At the same time, Mancini said Jackson still merited a place of honor in the party. “The spirit of Andrew Jackson is the spirit that flows through the Democratic Party, that the common man gets his day and has his voice,” Mancini said. “We’ll be forever grateful and honor that legacy. But everything evolves, and we can’t really hold anything static. So might be find we find someone else who better exemplifies who we are today? Sure, absolutely. But we don’t need to vilify him in order to do that.”
As for the $20 bill, Mancini said that when the topic came up earlier in the year, Democratic leaders in the state were in agreement that it should continue to feature Jackson. That debate, she insisted, should not be mixed up with the controversy over the Confederate flag. “Nobody is wrapping themselves in the $20 bill and then going into an African American church and murdering nine innocent people,” Mancini said. “So I think we’re looking at apples and oranges when you compare Andrew Jackson’s visage on the $20 bill with the Confederate flag.” (She acknowledged, however, that an African American or a Native American might see things differently, and that they should be part of the upcoming discussion.)
Whether Tennessee, Iowa, or South Carolina will actually go through with their planned name changes is unclear. Virginia Democrats declined to comment on the question, though there doesn’t appear to much of a movement to abandon Jefferson’s legacy in his home state. And then there’s the old regional politics to consider: Connecticut, as O’Shaughnessy noted, was the heartland of the Federalist Party, which stood in opposition to Jefferson’s vision of democracy.
If the Democrats move away from Jefferson and Jackson, who will they embrace instead? Roosevelt and Kennedy are obvious options, and Hillary Clinton is already embracing the legacy of both Franklin and Eleanor Roosevelt early in her second presidential campaign. Despite his escalation in Vietnam, Lyndon Johnson is also getting another look amid the 50th Anniversary celebrations of the Civil Rights Act and the Voting Rights Act. And it’s already been suggested that within a few decades, Democrats could be raising money at annual Clinton-Obama party dinners—or would it be Obama-Clinton?

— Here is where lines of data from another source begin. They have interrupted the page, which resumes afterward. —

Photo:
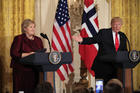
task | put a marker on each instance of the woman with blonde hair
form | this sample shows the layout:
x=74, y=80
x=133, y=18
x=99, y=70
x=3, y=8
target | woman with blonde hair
x=25, y=77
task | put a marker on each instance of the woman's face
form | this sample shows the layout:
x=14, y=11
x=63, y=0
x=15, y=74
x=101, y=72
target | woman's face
x=30, y=30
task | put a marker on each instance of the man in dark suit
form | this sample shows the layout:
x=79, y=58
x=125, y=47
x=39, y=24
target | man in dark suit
x=110, y=41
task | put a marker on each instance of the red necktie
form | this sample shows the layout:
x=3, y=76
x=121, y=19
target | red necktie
x=116, y=41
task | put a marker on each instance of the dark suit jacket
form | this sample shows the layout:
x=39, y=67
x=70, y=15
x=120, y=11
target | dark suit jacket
x=106, y=46
x=21, y=44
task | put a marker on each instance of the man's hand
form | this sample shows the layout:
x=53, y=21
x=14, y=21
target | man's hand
x=78, y=38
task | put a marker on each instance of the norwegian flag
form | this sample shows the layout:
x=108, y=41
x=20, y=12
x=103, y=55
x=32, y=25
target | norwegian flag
x=89, y=28
x=61, y=40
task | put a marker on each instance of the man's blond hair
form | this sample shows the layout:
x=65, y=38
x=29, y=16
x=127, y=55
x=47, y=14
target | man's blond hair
x=116, y=19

How future historians evaluate and reeevaluate the past is, of course, a reflection of the values of the present. Perhaps, O’Shaughnessy suggested, the current generation of leaders will be judged in the future less on issues of equality and more, say, on their positions on climate change. “It’s the irony of history that it’s always changing,” he said. “It’s due partly to new information, but its also due to our changing values and what we really think is important. And obviously it changes with time.”